THE WORLD BANK (WB) yesterday upgraded its 2017 economic growth projection for Thailand to 3.5 per cent from 3.2 per cent on healthier exports, but warned that at that rate it may take more than 20 years to join the high-income league of countries.
Economic growth in Thailand is gaining traction, with global growth and the domestic recovery from severe droughts revving gross domestic product by 3.3 per cent in the first quarter and 3.7 per cent in the second quarter of this year, from the same quarters last year.
This has caught the market by surprise, the bank said.
Exports are a big factor, as are the recovery of the agricultural sector and government spending, said Ulrich Zachau, director of regional partnerships at the World Bank.
The bank predicts the world economy would expand 2.7 per cent this year and 2.9 per for each of the next couple of years, he added.
Kiatipong Ariyapruchya, the World Bank’s senior economist for Thailand, raised concerns over long-term economic development.
“Should the Thai economy grow 3.5 per cent annually, it would take 23 years to achieve high-income status, “he said.
His prediction diverges from the government‘s 20-year strategy, which aims to reach the rich status within 20 years.
Kiatipong pointed to sluggish private investment, which has dropped to 18 per cent of GDP from a peak of 40 per cent before the 1997 financial crisis.
Private investment in other Asian countries runs at 20-30 per cent of GDP.
There is room for increasing investment if Thailand liberalises the service sector, allowing foreign investors to take more than 49 per cent of equity in service firms, he said.

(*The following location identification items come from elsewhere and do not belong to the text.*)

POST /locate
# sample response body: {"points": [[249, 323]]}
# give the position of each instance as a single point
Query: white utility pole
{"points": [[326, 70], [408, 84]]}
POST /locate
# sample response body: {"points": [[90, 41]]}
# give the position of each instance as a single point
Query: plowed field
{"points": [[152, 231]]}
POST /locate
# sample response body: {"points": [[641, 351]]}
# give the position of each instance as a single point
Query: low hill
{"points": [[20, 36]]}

Thailand could graduate from the middle-income country to become a high-income country in less than 20 years if the country could invest more in services, improve the quality of education and speed up the development of the digital economy, he added.
According to the World Bank, the global digital economy is now worth $11.5 trillion, equivalent to 15.5 per cent of global GDP.

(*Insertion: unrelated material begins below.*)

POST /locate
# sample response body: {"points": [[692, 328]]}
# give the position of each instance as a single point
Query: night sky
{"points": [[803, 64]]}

Randeep Sudan, the World Bank’s adviser for digital strategy and government analytics, said Thailand could leapfrog into the digital economy.

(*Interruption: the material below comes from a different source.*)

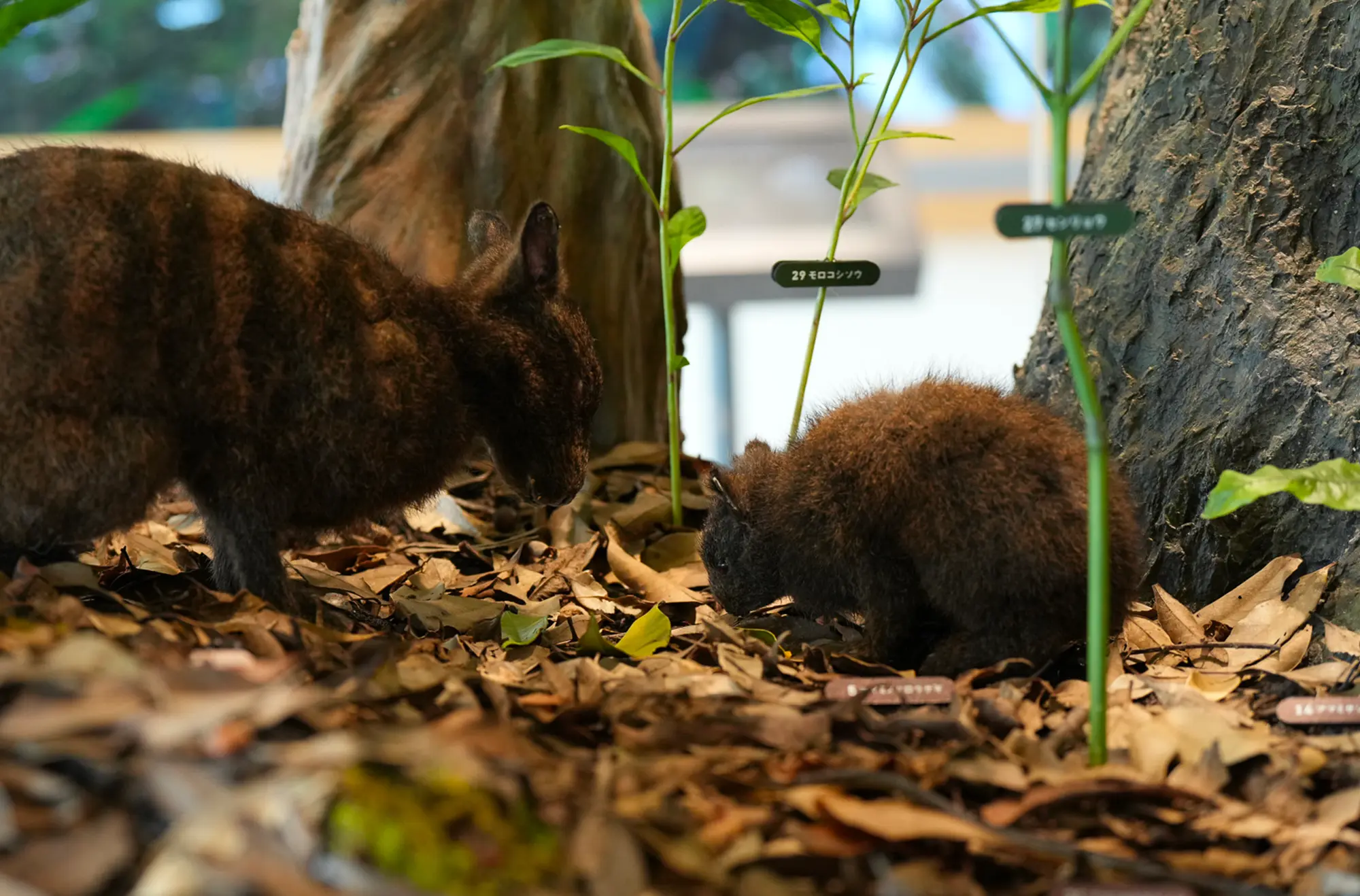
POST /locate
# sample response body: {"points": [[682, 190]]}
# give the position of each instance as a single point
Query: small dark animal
{"points": [[953, 516], [160, 323]]}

Thailand should focus on cyber risk insurance, which would help businesses and individuals protect their data.
Data have been exponentially growth and it becomes valuable asset in digital economy.
The recent wanna cry malware attack has sparked interest in buying insurance protection among businesses, he said.
Thailand should encourage taking stock of data, assign value to data and secure data assets.
Thailand could potentially become a test bed and learning platform for global insurance companies in cyber-risk insurance, he said.
Few countries have started to implement cyber-risk insurance, he said.
The country needs to boost Internet speeds, while embracing the “digital twins”.
A digital twin is a software model of a physical thing or system that relies on sensor data to understand the state of the mind or system, respond to change, improve operations and add value.
Digital Economy and Society Minister Pichet Durongkaveroj gave his assurances that by the end of next year, 75,000 villages across the country would be able to access broadband Internet as the government is now installing fibre optic nationwide.
Currently 12,000 villages have access to broadband Internet and by the end of this year the total villages would be 24,000.